Diaz did some damage control, too. Denying the application, he said, would be “doing a disjustice to the people of an area that need jobs,” and how that would, in turn, ease traffic.
“We talk a lot here about transit and how if we could reverse the transit and possibly take cars off the road and here we have an opportunity to create a lot if jobs for down south. Jobs that are important,” Diaz said, ignoring the staff report that the promised jobs were hugely inflated.

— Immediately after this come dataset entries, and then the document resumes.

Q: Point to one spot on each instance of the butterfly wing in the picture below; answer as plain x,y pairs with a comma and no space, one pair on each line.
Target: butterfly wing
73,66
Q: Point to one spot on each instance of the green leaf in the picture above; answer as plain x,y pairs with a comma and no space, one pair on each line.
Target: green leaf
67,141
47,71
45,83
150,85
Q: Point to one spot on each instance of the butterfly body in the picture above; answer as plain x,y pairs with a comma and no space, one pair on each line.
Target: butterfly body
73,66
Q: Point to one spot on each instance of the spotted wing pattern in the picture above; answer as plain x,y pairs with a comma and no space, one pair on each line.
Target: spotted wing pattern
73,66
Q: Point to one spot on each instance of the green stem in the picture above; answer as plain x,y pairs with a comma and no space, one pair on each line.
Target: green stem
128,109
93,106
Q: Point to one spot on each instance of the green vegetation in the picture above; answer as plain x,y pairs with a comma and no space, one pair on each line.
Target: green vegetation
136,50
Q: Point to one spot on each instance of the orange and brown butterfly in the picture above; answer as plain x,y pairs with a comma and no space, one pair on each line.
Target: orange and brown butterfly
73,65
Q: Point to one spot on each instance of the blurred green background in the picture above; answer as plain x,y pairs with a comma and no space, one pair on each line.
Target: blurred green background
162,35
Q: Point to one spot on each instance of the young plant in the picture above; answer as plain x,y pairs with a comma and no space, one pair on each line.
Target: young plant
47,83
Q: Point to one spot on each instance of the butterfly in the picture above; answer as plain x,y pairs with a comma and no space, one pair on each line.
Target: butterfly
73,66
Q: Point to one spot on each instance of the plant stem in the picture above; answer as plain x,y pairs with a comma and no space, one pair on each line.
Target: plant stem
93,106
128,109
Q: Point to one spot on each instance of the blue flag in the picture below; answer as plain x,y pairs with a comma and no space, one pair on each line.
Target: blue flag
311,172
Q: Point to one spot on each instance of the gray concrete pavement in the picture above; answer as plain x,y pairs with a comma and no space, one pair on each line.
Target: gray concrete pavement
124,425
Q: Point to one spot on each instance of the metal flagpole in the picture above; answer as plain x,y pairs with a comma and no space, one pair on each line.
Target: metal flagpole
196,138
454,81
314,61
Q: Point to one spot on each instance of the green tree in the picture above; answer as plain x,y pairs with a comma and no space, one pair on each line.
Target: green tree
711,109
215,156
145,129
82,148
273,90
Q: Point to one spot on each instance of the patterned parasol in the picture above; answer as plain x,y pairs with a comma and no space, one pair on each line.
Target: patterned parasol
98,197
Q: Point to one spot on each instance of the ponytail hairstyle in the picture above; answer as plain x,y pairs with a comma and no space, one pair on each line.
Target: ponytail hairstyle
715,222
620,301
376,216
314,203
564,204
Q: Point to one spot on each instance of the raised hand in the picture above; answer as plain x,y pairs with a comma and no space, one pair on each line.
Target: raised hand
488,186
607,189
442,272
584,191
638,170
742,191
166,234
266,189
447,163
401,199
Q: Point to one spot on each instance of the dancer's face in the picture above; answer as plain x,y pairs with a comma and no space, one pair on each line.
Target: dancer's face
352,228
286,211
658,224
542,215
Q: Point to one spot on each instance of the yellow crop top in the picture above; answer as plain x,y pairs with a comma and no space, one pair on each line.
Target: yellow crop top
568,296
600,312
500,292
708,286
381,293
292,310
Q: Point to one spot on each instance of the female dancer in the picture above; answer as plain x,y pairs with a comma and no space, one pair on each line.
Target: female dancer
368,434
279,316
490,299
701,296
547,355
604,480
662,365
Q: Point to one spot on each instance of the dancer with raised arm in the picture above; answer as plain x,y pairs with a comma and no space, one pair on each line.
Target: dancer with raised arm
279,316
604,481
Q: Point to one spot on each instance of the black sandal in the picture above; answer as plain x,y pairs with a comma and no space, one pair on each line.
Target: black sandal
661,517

These are not the minds that Aligned Real Estate Holdings and Coral Rock Development are coming back with their mouthpiece, attorney lobbyist Jeffrey Bercow, on June 1 to try to change some minds. We won’t know until next month, however, if the developers — who, combined, appear to have contributed more than $400,000 to county commission campaigns in the last 10 years — try to change minds with their checkbook.
We need the five commissioners who voted to deny the application — Danielle Cohen Higgins, Eileen Higgins, Raquel Regalado, Rene Garcia and Jean Monestime — to stick to their guns. They might not have the luxury of hours of public comment to provide them the political leverage that actually changed Monestime from a yes vote last year to a no Thursday.
But, hopefully, they will have Sally Heyman, who was absent on Thursday but voted against it last year. That makes six against this terrible application and they can kill it once and for all.